ACE — Morphology Flowcharts

ACE — Morphology Flowcharts

This page shows high–level diagrams of how ACE analyzes an input word, from raw text → root → form → tense → pronoun / declension, and finally to Arabic, IPA, and Tajwīd-colored output.

Overview

1. Global Analysis Pipeline

At a high level, every ACE tool (Analyzer, Stem Tester, Reverse Analyzer) passes through the same core stages:

User Input
   ↓
Normalize (Latin / Arabic)
   ↓
Tokenize (prefix, stem, suffix)
   ↓
Dictionary / root lookup
   ↓
Form & pattern detection (I–X, weak vs strong)
   ↓
Tense / pronoun / declension resolution
   ↓
Arabic script + IPA + Tajwīd coloring
   ↓
Frequency lookup (Qurʼān DB) & translations

The following sections break this into separate flowcharts:

Flowchart A

2. Forward Analyzer — From Root to Conjugation

Step A1 — Input

User chooses: root (r0–r1–r2), form (I–X), tense (1–43), pronoun, and optionally declension.
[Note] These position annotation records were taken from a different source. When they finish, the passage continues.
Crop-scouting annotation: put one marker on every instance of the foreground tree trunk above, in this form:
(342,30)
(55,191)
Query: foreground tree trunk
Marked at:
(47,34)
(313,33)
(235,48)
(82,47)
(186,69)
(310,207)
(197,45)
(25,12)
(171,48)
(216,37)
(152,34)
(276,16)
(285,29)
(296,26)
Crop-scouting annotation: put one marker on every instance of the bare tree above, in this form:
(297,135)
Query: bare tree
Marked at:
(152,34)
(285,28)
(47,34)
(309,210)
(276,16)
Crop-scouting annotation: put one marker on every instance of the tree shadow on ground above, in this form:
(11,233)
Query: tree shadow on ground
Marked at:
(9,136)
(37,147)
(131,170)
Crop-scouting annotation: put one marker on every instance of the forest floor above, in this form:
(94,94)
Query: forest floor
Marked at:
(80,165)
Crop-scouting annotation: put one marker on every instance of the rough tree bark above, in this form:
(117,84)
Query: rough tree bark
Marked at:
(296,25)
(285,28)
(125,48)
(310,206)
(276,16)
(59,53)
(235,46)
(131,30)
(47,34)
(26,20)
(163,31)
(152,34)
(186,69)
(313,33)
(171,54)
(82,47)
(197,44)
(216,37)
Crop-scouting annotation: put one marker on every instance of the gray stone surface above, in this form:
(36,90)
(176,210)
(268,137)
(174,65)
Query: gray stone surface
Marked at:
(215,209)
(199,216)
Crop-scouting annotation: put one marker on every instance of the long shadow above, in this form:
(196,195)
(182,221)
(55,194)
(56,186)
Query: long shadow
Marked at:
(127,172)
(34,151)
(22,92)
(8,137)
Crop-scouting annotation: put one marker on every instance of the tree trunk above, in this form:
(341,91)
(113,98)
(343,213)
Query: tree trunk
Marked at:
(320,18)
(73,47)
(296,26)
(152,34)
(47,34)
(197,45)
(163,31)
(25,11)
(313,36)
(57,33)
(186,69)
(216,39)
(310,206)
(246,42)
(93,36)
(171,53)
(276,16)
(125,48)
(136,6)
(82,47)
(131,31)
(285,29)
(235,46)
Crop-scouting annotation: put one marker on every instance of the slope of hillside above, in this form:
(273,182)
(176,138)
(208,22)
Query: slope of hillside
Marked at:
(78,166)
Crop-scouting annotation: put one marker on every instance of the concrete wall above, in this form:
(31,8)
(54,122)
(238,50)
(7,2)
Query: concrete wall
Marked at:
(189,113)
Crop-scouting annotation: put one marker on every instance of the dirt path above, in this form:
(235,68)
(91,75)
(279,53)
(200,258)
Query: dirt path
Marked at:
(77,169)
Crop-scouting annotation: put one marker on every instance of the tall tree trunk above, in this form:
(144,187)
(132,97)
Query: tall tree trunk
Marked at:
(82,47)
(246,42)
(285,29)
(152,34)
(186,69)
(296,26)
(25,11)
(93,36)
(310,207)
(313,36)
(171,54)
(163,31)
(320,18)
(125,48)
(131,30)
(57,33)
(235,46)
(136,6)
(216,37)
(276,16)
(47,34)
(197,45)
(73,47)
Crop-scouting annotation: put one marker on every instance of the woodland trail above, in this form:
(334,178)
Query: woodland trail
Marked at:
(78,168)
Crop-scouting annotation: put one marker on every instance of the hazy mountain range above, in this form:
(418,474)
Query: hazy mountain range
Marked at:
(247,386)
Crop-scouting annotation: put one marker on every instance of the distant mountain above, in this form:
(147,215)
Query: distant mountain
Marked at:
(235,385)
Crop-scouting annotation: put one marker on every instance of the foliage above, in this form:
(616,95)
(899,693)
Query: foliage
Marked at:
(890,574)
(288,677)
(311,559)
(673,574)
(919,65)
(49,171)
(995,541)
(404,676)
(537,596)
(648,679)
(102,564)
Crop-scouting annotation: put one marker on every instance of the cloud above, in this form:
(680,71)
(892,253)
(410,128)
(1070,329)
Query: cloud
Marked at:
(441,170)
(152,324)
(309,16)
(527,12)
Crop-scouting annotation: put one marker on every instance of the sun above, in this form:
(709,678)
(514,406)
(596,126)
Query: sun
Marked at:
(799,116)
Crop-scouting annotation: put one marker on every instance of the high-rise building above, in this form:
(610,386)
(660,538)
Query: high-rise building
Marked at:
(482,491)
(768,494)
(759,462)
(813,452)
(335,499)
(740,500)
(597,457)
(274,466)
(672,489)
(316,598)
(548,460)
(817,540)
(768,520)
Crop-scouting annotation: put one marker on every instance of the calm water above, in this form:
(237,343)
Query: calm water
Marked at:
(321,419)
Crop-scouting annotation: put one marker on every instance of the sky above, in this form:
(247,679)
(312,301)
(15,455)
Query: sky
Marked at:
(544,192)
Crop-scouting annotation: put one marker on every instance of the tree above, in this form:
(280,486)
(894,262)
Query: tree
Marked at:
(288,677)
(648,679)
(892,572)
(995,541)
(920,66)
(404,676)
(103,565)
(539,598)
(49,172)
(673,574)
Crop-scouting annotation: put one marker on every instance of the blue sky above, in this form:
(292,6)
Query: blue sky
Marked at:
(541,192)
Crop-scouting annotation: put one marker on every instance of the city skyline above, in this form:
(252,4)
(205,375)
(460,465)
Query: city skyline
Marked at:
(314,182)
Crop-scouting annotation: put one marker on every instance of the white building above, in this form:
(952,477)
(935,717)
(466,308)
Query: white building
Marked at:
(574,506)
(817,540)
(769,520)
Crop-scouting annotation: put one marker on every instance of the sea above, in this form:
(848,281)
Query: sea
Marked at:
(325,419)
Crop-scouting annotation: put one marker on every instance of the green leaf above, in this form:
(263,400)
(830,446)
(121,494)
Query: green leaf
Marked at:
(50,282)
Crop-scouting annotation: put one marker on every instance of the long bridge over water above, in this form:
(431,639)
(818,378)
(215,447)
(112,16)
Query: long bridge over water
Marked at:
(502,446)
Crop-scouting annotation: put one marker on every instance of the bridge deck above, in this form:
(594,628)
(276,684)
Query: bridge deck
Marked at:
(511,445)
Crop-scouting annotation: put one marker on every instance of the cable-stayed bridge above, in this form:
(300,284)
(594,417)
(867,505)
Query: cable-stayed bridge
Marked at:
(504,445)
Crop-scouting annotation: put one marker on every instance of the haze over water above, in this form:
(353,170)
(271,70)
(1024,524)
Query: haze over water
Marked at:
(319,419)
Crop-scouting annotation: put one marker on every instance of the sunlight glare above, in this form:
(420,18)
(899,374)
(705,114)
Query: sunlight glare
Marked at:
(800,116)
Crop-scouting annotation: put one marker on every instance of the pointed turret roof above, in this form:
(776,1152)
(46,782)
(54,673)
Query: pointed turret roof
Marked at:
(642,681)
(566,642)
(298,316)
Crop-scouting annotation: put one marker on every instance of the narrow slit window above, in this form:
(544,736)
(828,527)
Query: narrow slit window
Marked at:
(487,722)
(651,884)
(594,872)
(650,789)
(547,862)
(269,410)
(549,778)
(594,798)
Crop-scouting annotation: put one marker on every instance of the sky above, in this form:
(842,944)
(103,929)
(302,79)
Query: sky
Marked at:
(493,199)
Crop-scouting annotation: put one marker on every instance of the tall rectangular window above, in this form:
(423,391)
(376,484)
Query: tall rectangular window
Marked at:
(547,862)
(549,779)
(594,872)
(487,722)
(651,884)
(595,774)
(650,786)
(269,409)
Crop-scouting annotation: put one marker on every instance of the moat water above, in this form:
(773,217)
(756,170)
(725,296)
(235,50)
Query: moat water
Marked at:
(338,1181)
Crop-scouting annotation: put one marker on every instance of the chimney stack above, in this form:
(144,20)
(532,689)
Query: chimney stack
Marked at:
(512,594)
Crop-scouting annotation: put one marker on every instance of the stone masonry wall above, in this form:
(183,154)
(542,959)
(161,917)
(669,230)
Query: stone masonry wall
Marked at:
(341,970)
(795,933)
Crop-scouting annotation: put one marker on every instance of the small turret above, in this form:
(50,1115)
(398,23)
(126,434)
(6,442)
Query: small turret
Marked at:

Step A2 — Build Base Pattern

ACE builds a canonical stem pattern for that form: faʿala, faʿʿala, fāʿala, ʼafʿala, tafaʿʿala, … using your $infl1, $infl2 and form rules.

Step A3 — Attach Prefix / Suffix

Pronoun + tense decide: prefix (e.g. ya-, ta-, na-, ea-) and suffix (e.g. -u, -na, -uwna or declension endings). ACE combines them into: $prefix . $stem . $suffix.

Step A4 — Arabic / IPA / Color

The combined Latin form is passed to:

  • latinToArabic() → full Arabic string
  • latinToIPA() → IPA with long vowels highlighted
  • Tajwīd renderer → Qalqalah, throat, Tafkhīm colors

Step A5 — Frequency & Meaning

ACE queries the Qurʼān DB for the transliteration token and displays:

  • Frequency count (with link to verse list)
  • English and Urdu translations (root-based)
  • Labels: Form I, Active Imperfect, etc.

Visualization — Prefix / Stem / Suffix

يَكْتُبُونَ

Prefix
Stem
Suffix / Declension

The same color system is used consistently in the Analyzer, Stem Tester, and documentation tables.

Flowchart B

3. Reverse Analyzer — From Word Back to Root

This flow is used by ace_reverse_analyzer.php and the standalone tool in /ace/reverse/.

Step B1 — Input & Normalization

User enters an Arabic or Latin word (e.g. yaktubuwna or يَكْتُبُونَ). ACE normalizes:

  • Trims spaces / punctuation
  • Unifies transliteration (digraphs like sh, kh, AA)
  • Maps Arabic letters to your Latin scheme if needed

Step B2 — Suffix & Prefix Stripping

Using merged suffix arrays: verb endings, declension endings, attached pronouns, ACE removes the longest matching suffix first, then checks for imperfect prefixes.

Longest match first

Step B3 — Core Stem & Root Guess

The remaining core (e.g. yaktub) is analyzed letter-by-letter:

  • Drop imperfect prefix ya-, ta-, na-, eu- if present
  • Identify three radicals (r0, r1, r2)
  • Infer v1, v2 from remaining vowels

Step B4 — Form & Tense Guess

Using patterns (doubling, extra ta, sta, internal vowels), ACE proposes a likely form and tense:

  • Form I vs Form II (doubled middle radical)
  • Form VIII (internal ta, assimilation rules)
  • Active vs passive (u–i / a–i patterns)

Step B5 — Dictionary & Display

If the root exists in your dictionary arrays, ACE displays:

  • Root with color-coded radicals
  • Arabic spelling (core vs full with suffixes)
  • IPA + Tajwīd coloring
  • English / Urdu glosses (if available)
  • Qurʼān frequency and verse links
Flowchart C

4. Weak Verb Handling Inside the Flow

Weak verbs follow the same pipeline, but extra checks are inserted after root detection:

Step C1 — Tag Weak Type

After extracting r0, r1, r2, ACE tags the verb as:

  • Assimilated (weak r0)
  • Hollow (weak r1)
  • Defective (weak r2)
  • Doubly weak (two weak radicals)

Step C2 — Adjust Pattern

For example, a hollow verb in passive past will use fuʿilaقِيلَ; a defective verb will drop the final vowel in jussive / imperative.

Visualization — Root Colors

ق و ل  →  قَالَ, يَقُولُ, قِيلَ

r0 (1st radical)
r1 (2nd radical)
r2 (3rd radical)

These colors match the legend in color_legend.php and are reused in Analyzer and Stem Tester outputs.